Erlösung ist nahe

eine Person steht mit buntem Schirm im Schneetreiben
Bild: unsplash.com, Anastasia Yilmaz

„In diesen Tagen machte sich Maria auf den Weg und eilte in eine Stadt im Bergland von Judäa. Sie ging in das Haus des Zacharias und begrüßte Elisabet. Und es geschah, als Elisabet den Gruß Marias hörte, hüpfte das Kind in ihrem Leib. Da wurde Elisabet vom Heiligen Geist erfüllt und rief mit lauter Stimme: Gesegnet bist du unter den Frauen und gesegnet ist die Frucht deines Leibes. Wer bin ich, dass die Mutter meines Herrn zu mir kommt? Denn siehe, in dem Augenblick, als ich deinen Gruß hörte, hüpfte das Kind vor Freude in meinem Leib. Und selig, die geglaubt hat, dass sich erfüllt, was der Herr ihr sagen ließ.“

Lukas 1,39-45

 

Zwischen den Zeilen: Umstürzung der Verhältnisse.

Der Ältere – im Bauch seiner Mutter – erkennt den Jüngeren – im Bauch seiner Mutter – als den Verheißenen und hüpft vor Freude.

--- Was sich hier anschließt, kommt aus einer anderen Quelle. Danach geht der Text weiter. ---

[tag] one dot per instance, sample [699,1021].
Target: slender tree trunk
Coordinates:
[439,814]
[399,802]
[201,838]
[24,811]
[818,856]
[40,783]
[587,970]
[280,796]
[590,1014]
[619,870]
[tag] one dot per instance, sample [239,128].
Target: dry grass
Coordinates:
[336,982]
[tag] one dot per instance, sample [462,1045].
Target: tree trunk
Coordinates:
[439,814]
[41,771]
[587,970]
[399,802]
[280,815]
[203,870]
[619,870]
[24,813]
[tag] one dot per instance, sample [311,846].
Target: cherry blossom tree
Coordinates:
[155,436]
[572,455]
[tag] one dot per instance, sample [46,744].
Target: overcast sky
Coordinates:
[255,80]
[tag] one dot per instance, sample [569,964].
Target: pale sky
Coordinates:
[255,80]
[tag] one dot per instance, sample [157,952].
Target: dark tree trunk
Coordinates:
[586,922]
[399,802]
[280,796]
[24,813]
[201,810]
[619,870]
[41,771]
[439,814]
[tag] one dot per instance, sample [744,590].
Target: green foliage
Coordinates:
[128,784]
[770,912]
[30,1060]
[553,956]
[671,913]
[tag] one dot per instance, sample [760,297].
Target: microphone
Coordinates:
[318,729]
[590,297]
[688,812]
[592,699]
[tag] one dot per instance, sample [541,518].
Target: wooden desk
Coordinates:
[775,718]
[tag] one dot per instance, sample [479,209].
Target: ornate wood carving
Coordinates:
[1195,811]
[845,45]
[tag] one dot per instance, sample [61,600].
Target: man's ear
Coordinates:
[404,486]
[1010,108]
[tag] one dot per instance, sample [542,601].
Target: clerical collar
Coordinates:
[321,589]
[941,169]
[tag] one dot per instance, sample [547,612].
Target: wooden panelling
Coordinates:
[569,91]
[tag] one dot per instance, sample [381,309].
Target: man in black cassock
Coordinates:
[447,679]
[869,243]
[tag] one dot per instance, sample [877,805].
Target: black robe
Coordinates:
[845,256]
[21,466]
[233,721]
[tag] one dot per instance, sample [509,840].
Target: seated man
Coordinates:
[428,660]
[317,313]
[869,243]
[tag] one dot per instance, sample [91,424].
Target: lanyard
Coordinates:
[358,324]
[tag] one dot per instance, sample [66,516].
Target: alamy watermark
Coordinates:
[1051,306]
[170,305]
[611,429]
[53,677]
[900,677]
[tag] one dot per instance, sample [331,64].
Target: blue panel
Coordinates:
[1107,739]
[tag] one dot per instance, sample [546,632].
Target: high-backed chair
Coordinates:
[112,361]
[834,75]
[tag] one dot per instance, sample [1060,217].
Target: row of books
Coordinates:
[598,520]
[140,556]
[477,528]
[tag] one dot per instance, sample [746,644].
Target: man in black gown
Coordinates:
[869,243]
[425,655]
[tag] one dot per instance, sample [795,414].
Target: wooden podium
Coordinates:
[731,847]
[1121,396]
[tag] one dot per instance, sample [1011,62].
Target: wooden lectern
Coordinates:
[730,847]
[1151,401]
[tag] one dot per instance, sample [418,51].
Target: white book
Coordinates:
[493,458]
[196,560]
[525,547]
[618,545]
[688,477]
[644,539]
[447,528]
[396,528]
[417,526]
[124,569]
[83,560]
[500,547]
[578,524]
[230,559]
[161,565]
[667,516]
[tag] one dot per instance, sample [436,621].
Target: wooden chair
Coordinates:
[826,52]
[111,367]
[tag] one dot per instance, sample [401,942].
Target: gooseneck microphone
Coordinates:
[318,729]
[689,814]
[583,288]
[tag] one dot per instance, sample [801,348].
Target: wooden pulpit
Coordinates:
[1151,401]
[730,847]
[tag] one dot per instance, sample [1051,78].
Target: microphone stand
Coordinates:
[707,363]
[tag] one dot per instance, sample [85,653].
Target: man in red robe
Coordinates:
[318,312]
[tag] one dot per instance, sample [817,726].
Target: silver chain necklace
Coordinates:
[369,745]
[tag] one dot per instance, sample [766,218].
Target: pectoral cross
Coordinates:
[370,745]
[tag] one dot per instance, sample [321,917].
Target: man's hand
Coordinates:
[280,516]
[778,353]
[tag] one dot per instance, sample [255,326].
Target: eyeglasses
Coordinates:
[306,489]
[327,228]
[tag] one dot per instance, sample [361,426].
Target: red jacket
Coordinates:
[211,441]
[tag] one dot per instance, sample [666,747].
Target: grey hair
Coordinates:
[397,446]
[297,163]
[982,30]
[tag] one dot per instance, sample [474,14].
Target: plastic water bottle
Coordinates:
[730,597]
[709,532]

Die Ältere kann das Zeichen richtig deuten und erweist der Jüngeren Ehre, weil sie in ihr die Mutter ihres Herrn erkennt. Frauen, die eine zu jung, die andere zu alt, die eine eigentlich nicht mehr in der Lage zu gebären, die andere eigentlich noch nicht dafür vorgesehen, beide vom Heiligen Geist erfüllt, Glaubenszeuginnen und Prophetinnen für das Kommende. Zwei, von denen wohl niemand erwartet hätte, dass durch sie das Heil anbricht.

Was sich anschließend im Lukasevangelium entfaltet, bezeugt dann gar nicht mehr zwischen den Zeilen die Umstürzung aller Verhältnisse. Was Maria im sogenannten Magnificat, das sich direkt an die heutigen Zeilen des Evangeliums anschließt, besingt, lebt Jesus mit jeder Faser seines Wirkens. Niedrige werden erhöht und Mächtige vom Thron gestoßen. Gottes Heil kommt nicht in klaren Strukturen daher, sondern subversiv und so gar nicht zum Gefallen der Obrigkeit.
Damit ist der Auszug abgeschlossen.